What is Apache Drill
Apache Drill by Apache Foundation is the first open source implementation of the Google's Dremel paper for interactive query processing. Apache Drill provides low latency ad-hoc queries to many different data sources & nested data. Drill is designed to scale to 10,000 servers and query petabytes of data in seconds.
In a nutshell, Few key points about Apache Drill are:
- Inspired by Google's Dremel
- Supports standard SQL 2003
- Supports plug-able data sources (HBase, Mongo, HDFS etc)
- Supports nested data (JSON, ProtoBufs, Parquet etc)
- Supports optional schema
- Community driven
Where Apache Drill fits in
Apache Drill is designed as an answer to the Interactive queries problems that we face while dealing with huge data. A standard Drill Query might take 100ms - 3 minutes for its execution as compared to Apache Hadoop or HIVE/PIG. Below is a diagram to help you relate in terms of the execution times:
Drill is powerful
Below are few things that make Apache Drill really powerful:
- Speed: Apache Drill uses an efficient columnar storage format, an optimistic execution engine and a cache-conscious memory layout. Coordination, query planning, optimization, scheduling, and execution are all distributed throughout nodes in a system to maximize parallelization. Apache Drill is blazing fast. Period.

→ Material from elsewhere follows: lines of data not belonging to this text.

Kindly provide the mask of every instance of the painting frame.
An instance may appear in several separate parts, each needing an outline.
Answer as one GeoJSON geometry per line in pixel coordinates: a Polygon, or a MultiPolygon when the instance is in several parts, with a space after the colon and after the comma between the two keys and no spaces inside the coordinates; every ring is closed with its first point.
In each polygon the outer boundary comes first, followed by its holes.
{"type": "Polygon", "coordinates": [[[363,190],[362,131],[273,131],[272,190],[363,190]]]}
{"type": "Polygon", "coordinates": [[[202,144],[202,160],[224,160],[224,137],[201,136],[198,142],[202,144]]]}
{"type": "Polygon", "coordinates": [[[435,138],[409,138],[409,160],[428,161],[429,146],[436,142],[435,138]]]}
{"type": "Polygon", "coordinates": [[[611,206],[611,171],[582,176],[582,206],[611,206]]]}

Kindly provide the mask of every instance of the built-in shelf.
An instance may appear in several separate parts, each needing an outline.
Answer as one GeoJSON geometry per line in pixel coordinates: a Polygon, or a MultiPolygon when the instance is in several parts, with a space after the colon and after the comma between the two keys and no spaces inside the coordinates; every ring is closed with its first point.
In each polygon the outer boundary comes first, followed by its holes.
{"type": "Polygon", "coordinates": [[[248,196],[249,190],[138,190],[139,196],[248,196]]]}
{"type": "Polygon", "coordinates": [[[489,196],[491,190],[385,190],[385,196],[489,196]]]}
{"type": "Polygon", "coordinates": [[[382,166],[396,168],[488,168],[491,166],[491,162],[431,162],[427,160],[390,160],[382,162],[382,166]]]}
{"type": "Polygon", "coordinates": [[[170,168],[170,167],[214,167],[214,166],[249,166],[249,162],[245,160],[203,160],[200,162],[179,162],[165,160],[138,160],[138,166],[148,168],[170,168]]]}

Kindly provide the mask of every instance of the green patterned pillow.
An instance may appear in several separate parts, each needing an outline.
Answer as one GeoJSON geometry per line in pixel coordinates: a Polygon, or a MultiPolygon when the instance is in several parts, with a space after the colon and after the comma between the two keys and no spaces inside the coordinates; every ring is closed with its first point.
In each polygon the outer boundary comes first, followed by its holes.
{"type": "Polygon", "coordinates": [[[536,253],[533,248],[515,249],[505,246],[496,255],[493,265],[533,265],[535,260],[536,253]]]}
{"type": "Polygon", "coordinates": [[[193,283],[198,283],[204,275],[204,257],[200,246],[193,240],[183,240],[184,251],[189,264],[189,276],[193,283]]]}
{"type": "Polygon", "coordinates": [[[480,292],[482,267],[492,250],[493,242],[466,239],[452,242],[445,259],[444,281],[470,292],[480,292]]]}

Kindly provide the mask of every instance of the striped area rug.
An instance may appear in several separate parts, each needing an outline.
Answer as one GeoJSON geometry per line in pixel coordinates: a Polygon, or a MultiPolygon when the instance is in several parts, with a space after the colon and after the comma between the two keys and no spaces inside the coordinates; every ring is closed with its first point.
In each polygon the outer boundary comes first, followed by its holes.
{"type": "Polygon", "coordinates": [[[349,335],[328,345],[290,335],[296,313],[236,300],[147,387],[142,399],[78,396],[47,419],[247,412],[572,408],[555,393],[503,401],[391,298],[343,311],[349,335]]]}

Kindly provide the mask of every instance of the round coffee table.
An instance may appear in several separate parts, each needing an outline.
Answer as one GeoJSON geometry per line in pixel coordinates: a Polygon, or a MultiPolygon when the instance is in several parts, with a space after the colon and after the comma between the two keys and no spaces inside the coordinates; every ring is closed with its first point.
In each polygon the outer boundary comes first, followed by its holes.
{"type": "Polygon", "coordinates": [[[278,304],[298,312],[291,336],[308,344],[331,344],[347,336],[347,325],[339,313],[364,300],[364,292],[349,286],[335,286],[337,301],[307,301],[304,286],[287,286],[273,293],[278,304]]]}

- Plug-able data sources: Apache drill brings in the support of pluggable data sources like HBase, Mongo, HDFS etc. It means that Drill will still work comfortably while your data is exploring new data stores.

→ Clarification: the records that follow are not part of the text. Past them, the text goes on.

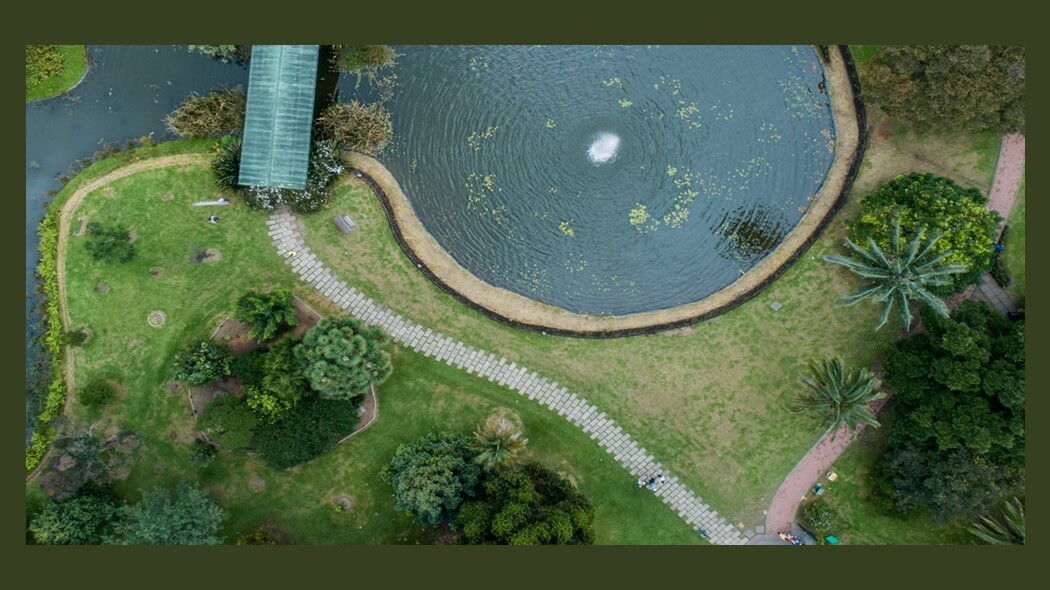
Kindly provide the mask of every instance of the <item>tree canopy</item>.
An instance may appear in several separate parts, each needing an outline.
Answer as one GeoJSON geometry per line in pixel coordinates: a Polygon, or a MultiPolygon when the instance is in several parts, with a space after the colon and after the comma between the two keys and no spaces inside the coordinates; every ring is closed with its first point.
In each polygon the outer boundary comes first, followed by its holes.
{"type": "Polygon", "coordinates": [[[259,423],[243,399],[223,395],[201,410],[197,427],[228,451],[243,452],[252,442],[252,429],[259,423]]]}
{"type": "Polygon", "coordinates": [[[175,378],[188,385],[204,385],[230,374],[233,355],[221,344],[200,339],[175,354],[175,378]]]}
{"type": "Polygon", "coordinates": [[[594,543],[590,501],[538,463],[486,480],[483,496],[463,504],[457,521],[467,545],[594,543]]]}
{"type": "Polygon", "coordinates": [[[164,118],[164,125],[182,139],[203,139],[241,133],[248,97],[240,87],[215,88],[205,95],[190,94],[164,118]]]}
{"type": "Polygon", "coordinates": [[[379,326],[365,328],[359,320],[328,317],[303,337],[296,349],[310,387],[325,399],[352,399],[369,385],[390,376],[389,337],[379,326]]]}
{"type": "Polygon", "coordinates": [[[422,524],[437,524],[451,520],[460,504],[474,496],[481,466],[466,436],[430,433],[399,446],[380,477],[393,486],[398,510],[422,524]]]}
{"type": "Polygon", "coordinates": [[[933,254],[950,251],[944,262],[966,270],[951,278],[939,295],[962,290],[991,268],[999,215],[988,210],[988,197],[975,188],[933,174],[901,175],[861,199],[860,214],[847,221],[850,239],[863,244],[868,238],[882,249],[890,248],[893,220],[900,216],[901,239],[916,232],[941,234],[933,254]]]}
{"type": "Polygon", "coordinates": [[[292,305],[292,292],[275,289],[269,293],[245,291],[234,304],[233,317],[251,324],[248,335],[256,340],[269,340],[294,328],[299,320],[292,305]]]}
{"type": "Polygon", "coordinates": [[[879,46],[860,75],[867,100],[919,131],[1024,131],[1023,45],[879,46]]]}
{"type": "Polygon", "coordinates": [[[805,389],[796,396],[793,409],[814,416],[821,427],[832,433],[841,426],[853,430],[861,423],[879,427],[869,404],[886,394],[876,389],[879,380],[868,369],[847,369],[842,358],[835,357],[810,362],[809,372],[799,379],[805,389]]]}
{"type": "Polygon", "coordinates": [[[44,545],[97,545],[107,539],[120,515],[113,498],[82,495],[48,502],[29,523],[29,532],[44,545]]]}
{"type": "Polygon", "coordinates": [[[84,248],[99,262],[131,262],[135,258],[135,244],[128,228],[123,225],[102,225],[97,221],[87,224],[84,248]]]}
{"type": "Polygon", "coordinates": [[[317,118],[317,130],[329,140],[369,155],[383,151],[394,136],[390,113],[383,105],[356,100],[327,107],[317,118]]]}
{"type": "Polygon", "coordinates": [[[357,427],[361,417],[356,400],[304,397],[275,422],[260,422],[252,448],[275,469],[305,463],[335,448],[357,427]]]}
{"type": "Polygon", "coordinates": [[[154,488],[122,509],[113,542],[119,545],[217,545],[226,511],[195,485],[154,488]]]}
{"type": "Polygon", "coordinates": [[[884,472],[899,511],[973,519],[1023,493],[1024,322],[966,301],[948,319],[924,311],[923,325],[887,355],[884,472]]]}

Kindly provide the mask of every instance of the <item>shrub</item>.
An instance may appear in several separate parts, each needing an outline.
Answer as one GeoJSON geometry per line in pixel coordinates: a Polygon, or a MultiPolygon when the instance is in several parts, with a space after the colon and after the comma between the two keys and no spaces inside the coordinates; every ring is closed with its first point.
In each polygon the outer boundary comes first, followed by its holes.
{"type": "Polygon", "coordinates": [[[292,293],[284,289],[270,293],[245,292],[237,298],[233,317],[238,322],[251,324],[248,335],[256,340],[269,340],[299,323],[292,305],[292,293]]]}
{"type": "Polygon", "coordinates": [[[923,228],[927,235],[943,234],[932,253],[951,250],[942,262],[961,264],[967,269],[952,277],[950,287],[931,289],[938,295],[947,295],[976,282],[991,266],[999,216],[985,207],[987,200],[981,191],[964,189],[947,178],[901,175],[861,200],[859,216],[847,222],[850,239],[864,244],[870,237],[883,250],[891,251],[893,220],[898,214],[901,243],[908,242],[923,228]]]}
{"type": "Polygon", "coordinates": [[[187,45],[190,51],[196,51],[217,59],[222,63],[248,63],[252,55],[251,45],[187,45]]]}
{"type": "Polygon", "coordinates": [[[203,385],[230,374],[230,351],[211,340],[197,340],[175,355],[175,378],[189,385],[203,385]]]}
{"type": "Polygon", "coordinates": [[[197,427],[224,449],[240,453],[252,442],[252,429],[259,418],[244,401],[224,395],[204,406],[197,427]]]}
{"type": "Polygon", "coordinates": [[[832,532],[835,513],[823,498],[818,498],[802,507],[799,522],[814,535],[824,537],[832,532]]]}
{"type": "Polygon", "coordinates": [[[995,283],[1003,289],[1010,286],[1013,279],[1010,278],[1010,271],[1006,268],[1006,261],[1003,259],[1002,252],[995,252],[992,254],[992,268],[988,271],[992,275],[992,279],[995,283]]]}
{"type": "Polygon", "coordinates": [[[84,388],[80,390],[80,395],[77,397],[80,399],[80,403],[89,408],[101,408],[108,404],[115,396],[116,392],[108,381],[105,379],[95,379],[84,386],[84,388]]]}
{"type": "Polygon", "coordinates": [[[248,407],[267,422],[295,407],[309,389],[295,356],[297,345],[294,338],[285,338],[271,346],[262,360],[262,380],[246,388],[248,407]]]}
{"type": "Polygon", "coordinates": [[[91,436],[68,437],[55,443],[40,475],[40,489],[55,500],[68,500],[85,485],[104,482],[106,476],[102,443],[91,436]]]}
{"type": "Polygon", "coordinates": [[[48,502],[29,523],[33,539],[43,545],[97,545],[113,531],[120,504],[106,495],[83,495],[48,502]]]}
{"type": "Polygon", "coordinates": [[[337,316],[317,323],[296,349],[303,376],[326,399],[364,395],[369,385],[390,376],[389,337],[379,326],[362,327],[359,320],[337,316]]]}
{"type": "Polygon", "coordinates": [[[333,45],[332,63],[344,73],[394,65],[397,55],[389,45],[333,45]]]}
{"type": "Polygon", "coordinates": [[[164,125],[182,139],[240,133],[247,105],[247,95],[239,86],[216,88],[203,96],[194,92],[164,118],[164,125]]]}
{"type": "Polygon", "coordinates": [[[393,486],[396,508],[428,525],[451,520],[474,496],[481,473],[470,439],[445,432],[399,446],[379,476],[393,486]]]}
{"type": "Polygon", "coordinates": [[[276,469],[294,467],[327,453],[360,420],[360,400],[304,398],[273,424],[255,429],[253,448],[276,469]]]}
{"type": "Polygon", "coordinates": [[[234,541],[234,545],[280,545],[277,537],[266,529],[245,533],[234,541]]]}
{"type": "Polygon", "coordinates": [[[211,464],[218,453],[215,446],[208,441],[195,438],[193,439],[193,451],[190,453],[190,463],[193,463],[198,469],[203,469],[211,464]]]}
{"type": "Polygon", "coordinates": [[[230,361],[230,371],[241,385],[251,387],[261,385],[266,373],[263,370],[263,362],[266,359],[266,351],[260,348],[250,350],[242,355],[233,357],[230,361]]]}
{"type": "Polygon", "coordinates": [[[40,84],[62,73],[58,45],[26,45],[26,83],[40,84]]]}
{"type": "Polygon", "coordinates": [[[208,492],[185,482],[154,488],[121,512],[112,539],[121,545],[217,545],[219,526],[226,518],[208,492]]]}
{"type": "Polygon", "coordinates": [[[228,135],[219,140],[215,146],[215,159],[211,161],[211,172],[215,184],[220,188],[231,192],[242,188],[241,138],[228,135]]]}
{"type": "Polygon", "coordinates": [[[106,227],[97,221],[88,223],[84,247],[91,258],[100,262],[130,262],[135,258],[135,244],[131,243],[128,228],[123,225],[106,227]]]}
{"type": "Polygon", "coordinates": [[[374,155],[390,143],[394,128],[383,105],[355,100],[326,108],[317,118],[317,132],[352,150],[374,155]]]}
{"type": "Polygon", "coordinates": [[[80,346],[88,339],[88,331],[84,328],[69,330],[65,335],[65,343],[68,346],[80,346]]]}

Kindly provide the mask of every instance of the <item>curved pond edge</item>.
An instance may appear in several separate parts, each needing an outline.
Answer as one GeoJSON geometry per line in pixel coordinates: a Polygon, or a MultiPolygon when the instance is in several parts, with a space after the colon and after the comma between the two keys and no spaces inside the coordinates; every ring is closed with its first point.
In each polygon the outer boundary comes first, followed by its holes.
{"type": "Polygon", "coordinates": [[[84,80],[87,80],[88,74],[91,73],[91,52],[87,50],[87,45],[82,45],[81,47],[83,48],[82,50],[84,52],[84,72],[80,75],[80,79],[74,82],[73,85],[69,86],[68,88],[62,88],[53,94],[48,94],[47,96],[41,96],[32,100],[28,100],[26,101],[27,105],[36,104],[39,102],[44,102],[46,100],[51,100],[54,98],[65,96],[66,94],[72,92],[77,86],[80,86],[84,82],[84,80]]]}
{"type": "Polygon", "coordinates": [[[352,173],[375,192],[394,238],[416,267],[441,290],[498,322],[544,334],[615,338],[653,334],[711,319],[755,297],[820,237],[846,202],[867,146],[867,116],[849,47],[818,52],[835,122],[835,159],[817,198],[780,245],[739,279],[700,301],[626,315],[567,311],[482,281],[460,265],[426,230],[397,179],[374,158],[352,153],[352,173]],[[824,61],[826,55],[829,61],[824,61]]]}

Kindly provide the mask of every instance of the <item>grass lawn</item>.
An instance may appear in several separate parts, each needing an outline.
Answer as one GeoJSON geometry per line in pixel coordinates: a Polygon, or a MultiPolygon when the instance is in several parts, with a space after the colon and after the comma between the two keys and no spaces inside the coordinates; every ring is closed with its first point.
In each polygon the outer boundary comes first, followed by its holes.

- Nested data: With the support for data sources like HBase, Cassandra, MongoDB etc, Drill allows interactive analysis on all of your data, including nested and schema-less forms. Drill also supports querying against nested data formats like JSON and Parquet.
- Flexibility: Apache Dril strongly defined tiers and APIs for straightforward integration with a wide array of technologies.